Abrams M1A1 Main Battle Tank
Mitt Romney has made maintenance of a large military a key component of his platform. He has criticized Barack Obama for planning to cut a "trillion dollars" from the defense budget. Of course he never bothers to indicate that this represents ten years of cuts, as it would sound far less dramatic to talk in terms of the annual cuts. In actuality, the trillion dollars in cuts in defense spending is what may result from the sequester provision of the Budget Control Act, which was passed by Congress back in August to resolve the debt ceiling crisis after the Tea Party Republicans threatened to shut down the government and have it default on its obligations. The President signed the Budget Control Act into law with a gun held squarely to the country's head by the Tea Party caucus. (I won't relive the events of August here, other than to say terrorists come in all shapes, sizes and political persuasions, only a few of which can be addressed by Predator drones.) It wasn't the act of signing the BCA into law that poses a potential problem for defense spending, it was the intransigence of the GOP members on the Super-Committee towards accepting some modest level of tax increases as part of a deficit reduction plan.
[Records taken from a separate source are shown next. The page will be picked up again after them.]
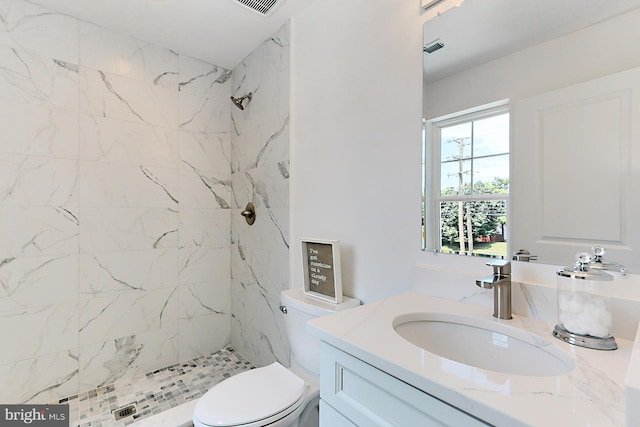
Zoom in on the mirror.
[423,0,640,272]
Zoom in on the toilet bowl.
[193,289,360,427]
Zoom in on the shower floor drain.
[113,403,138,421]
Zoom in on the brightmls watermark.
[0,405,69,427]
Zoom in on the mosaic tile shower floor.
[59,347,253,427]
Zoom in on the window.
[423,103,509,257]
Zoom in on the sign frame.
[301,239,343,304]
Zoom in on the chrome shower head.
[231,92,253,110]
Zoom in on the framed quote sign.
[302,239,342,304]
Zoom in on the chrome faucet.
[476,260,512,319]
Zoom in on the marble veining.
[231,20,290,372]
[0,0,239,403]
[309,292,632,426]
[0,0,290,403]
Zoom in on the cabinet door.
[510,68,640,267]
[320,400,357,427]
[320,343,487,427]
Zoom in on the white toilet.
[193,288,360,427]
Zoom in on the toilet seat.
[193,362,306,427]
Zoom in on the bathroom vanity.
[308,292,633,427]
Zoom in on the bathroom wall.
[290,0,422,302]
[231,24,295,366]
[0,0,232,403]
[290,0,640,308]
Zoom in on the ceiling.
[423,0,640,82]
[30,0,313,70]
[30,0,640,77]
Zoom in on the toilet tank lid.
[281,288,360,316]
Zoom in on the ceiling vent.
[422,39,444,55]
[422,0,442,10]
[235,0,284,16]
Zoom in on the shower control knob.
[240,202,256,225]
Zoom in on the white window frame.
[422,100,512,255]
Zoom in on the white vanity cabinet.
[320,342,488,427]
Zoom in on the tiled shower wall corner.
[0,0,235,403]
[231,24,292,366]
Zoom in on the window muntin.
[427,106,509,257]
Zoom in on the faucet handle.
[487,259,511,276]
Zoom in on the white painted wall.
[424,10,640,119]
[290,0,422,302]
[290,0,640,302]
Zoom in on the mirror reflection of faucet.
[476,260,513,319]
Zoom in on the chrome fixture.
[240,202,256,225]
[231,92,253,110]
[476,260,512,319]
[589,246,627,275]
[422,39,444,55]
[511,249,538,262]
[553,252,618,350]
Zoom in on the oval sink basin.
[393,313,574,377]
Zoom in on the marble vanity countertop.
[308,292,633,427]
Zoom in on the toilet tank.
[280,288,360,375]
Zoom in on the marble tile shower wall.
[0,0,235,403]
[231,24,290,366]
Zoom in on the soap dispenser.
[553,252,618,350]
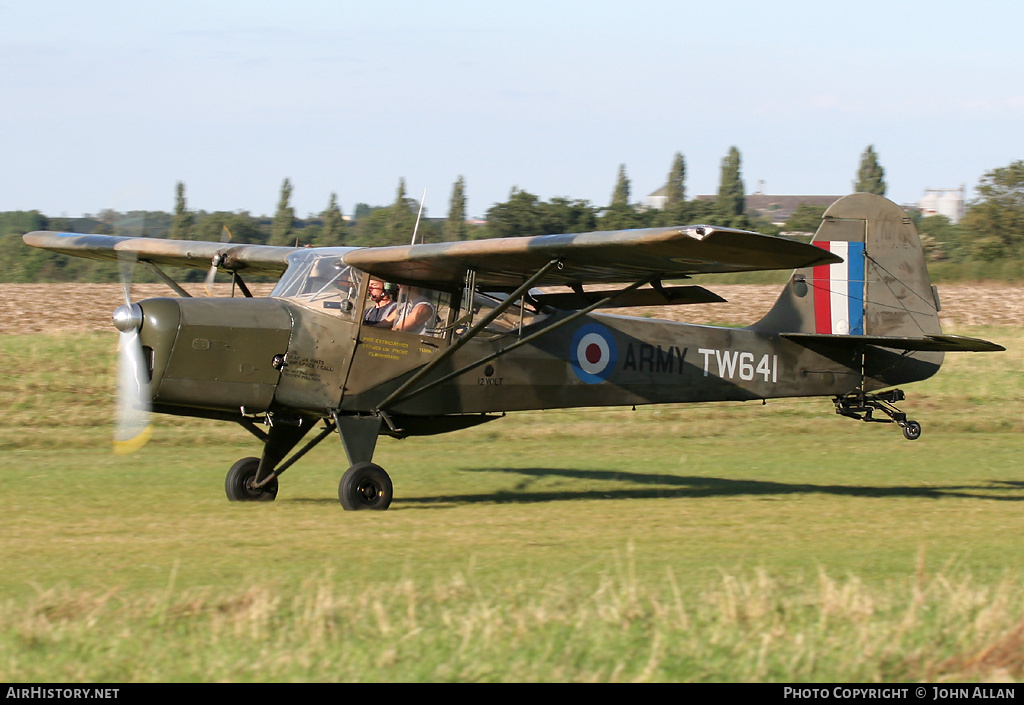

When the Super-Committee failed in November, through no fault of the President, the sequestration provisions were triggered. So Romney's claim that President Obama plans to cut a "trillion dollars from defense spending" is a lie. And he knows it, and he doesn't care that he lies about it to the American people.
But it gets even better in terms of Romney's mendacity. He also talks about the one trillion in cuts to defense spending posing a severe threat to the power of the United States to project its military power in the world. But the sequestration provision doesn't require a set amount of cuts to defense spending. It requires a set amount of cuts to security spending, which includes the U.S. military, homeland security, intelligence, nuclear weapons, diplomacy, and foreign aid. Congress in each budget will be free to carve much of the security spending.from the security programs other than defense. For example, homeland security has an annual budget of almost $100 billion dollars, and has been spending about two-thirds of that amount, so much could be cut there. We don't need enough nuclear weapons to blow up the planet a dozen times over, so if the opposition of the Tennessee (Oak Ridge Lab) and New Mexico (Sandia Lab) congressional delegations could be blunted, much could be cut from nuclear weapons programs. Moreover, under the sequestration rules, the spending caps are split equally between "security" and "non-security" discretionary spending only for fiscal 2012 and fiscal 2013. After that, non-security discretionary spending could always be targeted more heavily. And, of course, a more sane way to balance the budget than sequestration could be pursued, similar to the grand approach the president sought to work out with John Boehner a year ago, before the Tea Partiers balked. For example, Republicans could agree to raise taxes by a small percentage of reductions in spending.